Selasa, 21 Oktober 2025

Mengenal Sang Hujjatul Islam Imam al-Ghazali

A+A-
Reset

Di Kota Bagdad ini, nama al-Ghazali semakin populer, halaqah (kelompok) pengajiannya semakin luas. Di kota ini pula ia mulai berpolemik terutama dengan golongan Bathiniyah Isma’iliyah dan kaum filosof.

Pada periode ini pula ia menderita krisis rohani sebagai akibat sikap kesangsiannya (al-syak), yang oleh orang Barat dikenal dengan skepticism, yaitu krisis yang menyangsikan terhadap semua ma’rifah, baik yang bersifat empiris maupun rasional.

Akibat krisis ini, ia menderita sakit selama enam bulan sehingga dokter kehabisan daya mengobatinya. Kemudian, ia meninggalkan semua jabatan yang disandangnya, seperti rektor dan guru besar di Bagdad, ia mengembara ke Damaskus.

Di masjid Jami’ Damaskus, ia mengisolasi diri (‘uzlah) untuk beribadah, kontemplasi, dan sufistik yang berlangsung selama dua tahun. Lalu pada tahun 490 H/1098M, ia menuju Palestina berdoa di samping Kubur Nabi Ibrahim a.s. kemudian, ia berangkat ke Mekkah dan Madinah untuk menunaikan ibadah haji dan berziarah ke makam Rasulullah Muhammad saw.

Akhirnya, ia terlepas dari kegoncangan jiwa ini dengan jalan tasawuf. Selesai ibadah haji, tahun 489 H, dia pergi ke Syam serta tinggal di Damaskus, mengajar di ruangan sebelah barat masjid kota itu. Dari situ lalu dia pergi ke Baitul Maqdis untuk beribadah.

Diriwayatkan bahwa dari sana dia terus pergi ke Mesir dan untuk beberapa lama tinggal di Iskandariah dan kemudian dia kembali ke Thus untuk menulis karya-karyanya. Menurut Ibnu Khallikan,

Dia diminta untuk kembali ke Naisabur dan mengajar kembali di Perguruan Nizamiyah. Setelah berkalikali diminta, dia lalu meluluskan permintaan itu. Namun dia kembali meninggalkan perguruan tersebut dan kembali ke rumahnya di Thus, mendirikan khanaqah bagi para sufi serta madrasah bagi para penuntut ilmunya, serta menghabiskan waktunya untuk berbuat kebajikan, seperti mengkhatamkan al-Quran, bertemu dengan para sufi dan mengajar, sampai dia menghadap Tuhannya.

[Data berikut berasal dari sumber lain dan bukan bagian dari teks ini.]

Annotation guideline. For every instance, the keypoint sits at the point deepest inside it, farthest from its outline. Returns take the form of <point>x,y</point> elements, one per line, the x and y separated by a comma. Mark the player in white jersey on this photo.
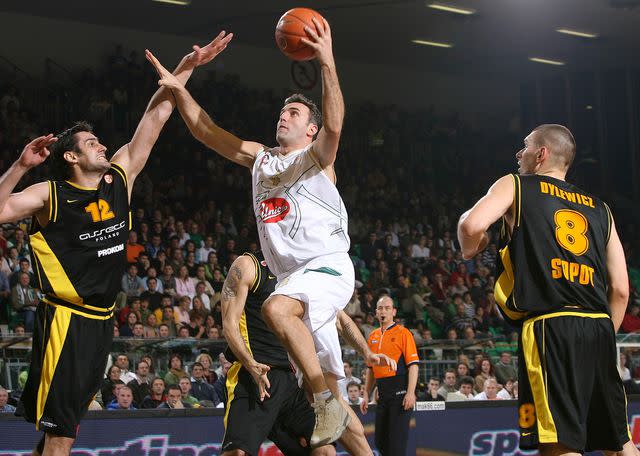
<point>302,223</point>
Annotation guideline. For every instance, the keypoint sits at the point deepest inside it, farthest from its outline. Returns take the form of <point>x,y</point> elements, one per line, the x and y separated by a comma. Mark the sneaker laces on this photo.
<point>321,415</point>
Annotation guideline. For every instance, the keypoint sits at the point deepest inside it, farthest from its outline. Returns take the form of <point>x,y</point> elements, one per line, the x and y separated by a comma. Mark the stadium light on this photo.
<point>432,43</point>
<point>547,61</point>
<point>451,9</point>
<point>577,33</point>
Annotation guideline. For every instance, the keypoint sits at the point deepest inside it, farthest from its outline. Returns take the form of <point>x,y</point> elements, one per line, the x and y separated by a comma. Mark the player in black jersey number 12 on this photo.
<point>78,234</point>
<point>562,279</point>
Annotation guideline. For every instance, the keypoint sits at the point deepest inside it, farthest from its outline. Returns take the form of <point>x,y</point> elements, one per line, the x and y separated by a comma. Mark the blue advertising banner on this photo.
<point>473,429</point>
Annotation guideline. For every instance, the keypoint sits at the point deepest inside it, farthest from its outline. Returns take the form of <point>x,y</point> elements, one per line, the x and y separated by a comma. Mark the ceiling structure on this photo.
<point>499,38</point>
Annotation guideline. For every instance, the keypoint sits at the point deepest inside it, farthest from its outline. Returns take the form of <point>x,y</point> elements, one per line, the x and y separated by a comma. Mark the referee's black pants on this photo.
<point>392,426</point>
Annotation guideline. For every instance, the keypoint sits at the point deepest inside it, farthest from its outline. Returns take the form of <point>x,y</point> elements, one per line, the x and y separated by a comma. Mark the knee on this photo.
<point>270,311</point>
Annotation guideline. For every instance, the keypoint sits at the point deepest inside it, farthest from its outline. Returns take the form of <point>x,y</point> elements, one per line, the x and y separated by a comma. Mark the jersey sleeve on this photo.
<point>409,349</point>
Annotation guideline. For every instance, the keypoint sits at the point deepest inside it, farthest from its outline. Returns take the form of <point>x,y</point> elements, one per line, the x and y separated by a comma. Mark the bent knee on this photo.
<point>278,307</point>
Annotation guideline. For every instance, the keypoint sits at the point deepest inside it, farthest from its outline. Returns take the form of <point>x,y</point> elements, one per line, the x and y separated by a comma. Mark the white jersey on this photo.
<point>299,212</point>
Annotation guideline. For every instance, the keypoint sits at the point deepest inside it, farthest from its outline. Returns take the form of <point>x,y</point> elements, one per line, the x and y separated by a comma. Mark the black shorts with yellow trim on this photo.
<point>69,356</point>
<point>286,418</point>
<point>570,391</point>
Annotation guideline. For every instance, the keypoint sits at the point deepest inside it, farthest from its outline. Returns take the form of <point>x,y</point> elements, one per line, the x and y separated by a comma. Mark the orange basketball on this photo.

Imam al-Ghazali memiliki daya ingat yang kuat dan bijak berhujjah. Ia digelari Hujjatul Islam karena kemampuannya tersebut. Ia sangat dihormati di dua dunia Islam yaitu Saljuk dan Abbasiyah yang merupakan pusat kebesaran Islam.

Ia berjaya menguasai berbagai bidang ilmu pengetahuan. Imam al-Ghazali sangat mencintai ilmu pengetahuan. Ia juga sanggup meninggalkan segala kemewahan hidup untuk bermusafir dan mengembara serta meninggalkan kesenangan hidup demi mencari ilmu pengetahuan.